Anyways, the original recipe is below (with my altered version). Maybe you can do something with it to make it taste more like a strawberry shortcake cookie, (if you do, please let me know) - or maybe you'll end up with something entirely different all together! ;)
(Original Recipe(s): Chewy Strawberry Sugar Cookies)
- 1-1/2 cups WHITE SUGAR*
- 1 cup BUTTER, softened
- 1 EGG
- 3 tbsp STRAWBERRY PUREE**
- 2-3/4 cup All-purpose FLOUR***
- 1 tsp VANILLA EXTRACT
- 1/2 tsp BAKING POWDER
- 1/2 tsp SALT
- 1/2 cup WHITE SUGAR****
- 1 tsp RED COLOURED SUGAR****
*I used 1-1/4 since there was already 2 tbsps of sugar in the puree and I was using white chocolate chips. Don't want to overkill on the sweetness.
** I keep reading in the reviews 3 tbsp. weren't enough... 6 tbsp. weren't enough... so I added a cup!

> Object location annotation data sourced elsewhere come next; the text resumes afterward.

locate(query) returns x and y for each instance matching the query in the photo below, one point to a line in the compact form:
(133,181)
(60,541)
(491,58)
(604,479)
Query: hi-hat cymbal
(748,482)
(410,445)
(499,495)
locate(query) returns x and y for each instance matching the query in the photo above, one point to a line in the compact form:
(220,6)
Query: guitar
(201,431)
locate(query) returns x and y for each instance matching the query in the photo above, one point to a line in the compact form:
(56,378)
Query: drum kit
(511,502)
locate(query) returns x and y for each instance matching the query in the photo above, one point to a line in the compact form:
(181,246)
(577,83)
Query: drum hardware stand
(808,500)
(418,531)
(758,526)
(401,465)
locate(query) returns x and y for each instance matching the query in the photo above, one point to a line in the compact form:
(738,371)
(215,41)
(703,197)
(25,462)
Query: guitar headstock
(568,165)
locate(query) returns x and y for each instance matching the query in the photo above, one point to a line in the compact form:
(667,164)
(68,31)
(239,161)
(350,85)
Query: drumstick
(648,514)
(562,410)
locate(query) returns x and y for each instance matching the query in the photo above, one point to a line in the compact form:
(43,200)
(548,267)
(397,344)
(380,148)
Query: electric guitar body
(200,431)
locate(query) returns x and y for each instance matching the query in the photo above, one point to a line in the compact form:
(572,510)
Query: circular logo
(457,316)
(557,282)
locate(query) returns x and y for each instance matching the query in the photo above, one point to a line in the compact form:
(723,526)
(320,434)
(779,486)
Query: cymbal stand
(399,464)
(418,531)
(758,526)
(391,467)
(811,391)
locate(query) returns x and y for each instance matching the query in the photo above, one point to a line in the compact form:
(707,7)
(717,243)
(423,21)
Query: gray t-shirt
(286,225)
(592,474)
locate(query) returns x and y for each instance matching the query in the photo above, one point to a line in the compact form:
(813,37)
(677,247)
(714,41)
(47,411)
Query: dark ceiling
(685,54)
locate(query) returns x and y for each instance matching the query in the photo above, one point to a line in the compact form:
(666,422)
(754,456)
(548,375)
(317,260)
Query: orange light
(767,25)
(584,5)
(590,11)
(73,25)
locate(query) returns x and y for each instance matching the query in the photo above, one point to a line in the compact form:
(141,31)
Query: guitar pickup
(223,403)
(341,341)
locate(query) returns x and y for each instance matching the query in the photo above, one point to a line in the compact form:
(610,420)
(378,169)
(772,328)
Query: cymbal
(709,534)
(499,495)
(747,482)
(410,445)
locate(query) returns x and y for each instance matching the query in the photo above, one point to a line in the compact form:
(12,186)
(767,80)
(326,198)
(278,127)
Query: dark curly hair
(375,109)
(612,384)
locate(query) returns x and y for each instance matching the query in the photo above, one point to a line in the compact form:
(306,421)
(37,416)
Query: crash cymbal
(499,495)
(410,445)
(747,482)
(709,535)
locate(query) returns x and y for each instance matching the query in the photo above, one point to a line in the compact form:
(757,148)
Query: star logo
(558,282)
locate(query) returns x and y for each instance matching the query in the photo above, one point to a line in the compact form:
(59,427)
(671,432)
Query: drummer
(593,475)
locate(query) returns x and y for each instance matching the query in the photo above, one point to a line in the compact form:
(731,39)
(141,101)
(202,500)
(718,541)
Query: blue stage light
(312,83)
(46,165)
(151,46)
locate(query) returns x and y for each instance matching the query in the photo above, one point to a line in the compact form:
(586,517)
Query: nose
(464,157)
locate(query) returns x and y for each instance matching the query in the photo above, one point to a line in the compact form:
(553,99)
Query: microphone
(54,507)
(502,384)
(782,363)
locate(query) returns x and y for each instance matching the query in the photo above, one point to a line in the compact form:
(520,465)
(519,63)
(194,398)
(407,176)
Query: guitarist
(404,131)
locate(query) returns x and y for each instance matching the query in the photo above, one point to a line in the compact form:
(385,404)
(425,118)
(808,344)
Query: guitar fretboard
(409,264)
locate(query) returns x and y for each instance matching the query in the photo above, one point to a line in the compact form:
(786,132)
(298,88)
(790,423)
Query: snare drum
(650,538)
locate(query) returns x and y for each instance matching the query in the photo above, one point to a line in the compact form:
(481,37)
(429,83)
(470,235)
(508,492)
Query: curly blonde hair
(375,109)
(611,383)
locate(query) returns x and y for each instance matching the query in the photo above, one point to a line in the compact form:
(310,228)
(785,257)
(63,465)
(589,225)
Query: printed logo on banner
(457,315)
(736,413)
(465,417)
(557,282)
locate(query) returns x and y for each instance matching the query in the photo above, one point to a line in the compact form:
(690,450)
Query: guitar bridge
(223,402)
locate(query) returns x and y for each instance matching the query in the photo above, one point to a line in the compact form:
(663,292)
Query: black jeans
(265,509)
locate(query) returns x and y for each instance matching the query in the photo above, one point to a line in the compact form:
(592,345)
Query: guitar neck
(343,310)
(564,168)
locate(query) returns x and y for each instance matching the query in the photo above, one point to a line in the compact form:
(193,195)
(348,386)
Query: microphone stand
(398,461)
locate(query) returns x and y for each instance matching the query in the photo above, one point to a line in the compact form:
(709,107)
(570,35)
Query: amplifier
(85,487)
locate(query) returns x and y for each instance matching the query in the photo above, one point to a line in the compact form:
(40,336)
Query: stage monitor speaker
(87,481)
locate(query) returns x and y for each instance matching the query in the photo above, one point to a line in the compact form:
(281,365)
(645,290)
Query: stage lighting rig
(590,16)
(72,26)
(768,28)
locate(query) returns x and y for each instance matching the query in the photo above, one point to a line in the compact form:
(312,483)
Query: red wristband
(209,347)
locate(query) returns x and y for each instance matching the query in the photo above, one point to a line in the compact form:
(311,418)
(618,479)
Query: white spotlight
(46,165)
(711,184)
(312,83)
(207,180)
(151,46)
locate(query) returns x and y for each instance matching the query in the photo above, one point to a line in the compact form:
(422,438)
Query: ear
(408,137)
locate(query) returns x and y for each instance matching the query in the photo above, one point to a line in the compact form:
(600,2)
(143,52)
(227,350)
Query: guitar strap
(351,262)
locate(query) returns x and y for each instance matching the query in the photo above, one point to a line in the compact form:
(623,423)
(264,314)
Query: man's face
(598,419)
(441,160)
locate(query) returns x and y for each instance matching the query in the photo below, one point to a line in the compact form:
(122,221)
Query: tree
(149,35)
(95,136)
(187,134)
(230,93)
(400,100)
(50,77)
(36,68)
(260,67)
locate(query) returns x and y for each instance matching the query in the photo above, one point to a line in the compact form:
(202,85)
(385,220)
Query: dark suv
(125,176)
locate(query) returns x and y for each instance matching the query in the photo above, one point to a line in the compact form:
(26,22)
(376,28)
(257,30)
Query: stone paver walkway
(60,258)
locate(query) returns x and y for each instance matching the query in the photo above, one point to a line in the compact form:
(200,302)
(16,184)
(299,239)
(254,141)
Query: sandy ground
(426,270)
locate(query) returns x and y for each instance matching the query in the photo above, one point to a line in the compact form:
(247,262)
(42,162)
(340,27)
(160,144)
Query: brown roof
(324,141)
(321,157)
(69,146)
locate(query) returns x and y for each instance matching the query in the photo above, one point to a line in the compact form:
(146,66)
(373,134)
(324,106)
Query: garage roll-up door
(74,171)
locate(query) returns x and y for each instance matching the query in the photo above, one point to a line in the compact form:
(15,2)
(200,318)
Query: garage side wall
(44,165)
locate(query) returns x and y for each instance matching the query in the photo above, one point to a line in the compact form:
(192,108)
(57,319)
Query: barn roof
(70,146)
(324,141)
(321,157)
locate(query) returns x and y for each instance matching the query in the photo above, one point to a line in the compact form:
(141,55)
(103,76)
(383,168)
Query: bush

*** I used 3 cups to compensate for the extra puree I added. Perhaps I should have added more so it would have been easier to flatten the cookies as suggested in the original recipe (my dough was somewhat sticky) - but that would have also meant the cookies would have turned out more cakey - and less doughy/dense?
**** I omitted all this sugar all together.
- Preheat oven to 350 F (175 C). Line your baking sheet with parchment paper.
- Beat 1-1/2 cups white sugar and butter together until creamy - about 3 mins. Beat egg into butter mixture then add the strawberry puree.
- Stir flour, vanilla extract, baking powder and salt into strawberry mixture with a spoon until the flour is totally incorporated into the dough.
- Stir 1/2 cup white and red sugar in shallow bowl. Roll walnut-size dough into sugar mixture, and place each ball about 1-1/2" apart onto the baking sheet. Lightly press each dough ball down to flatten.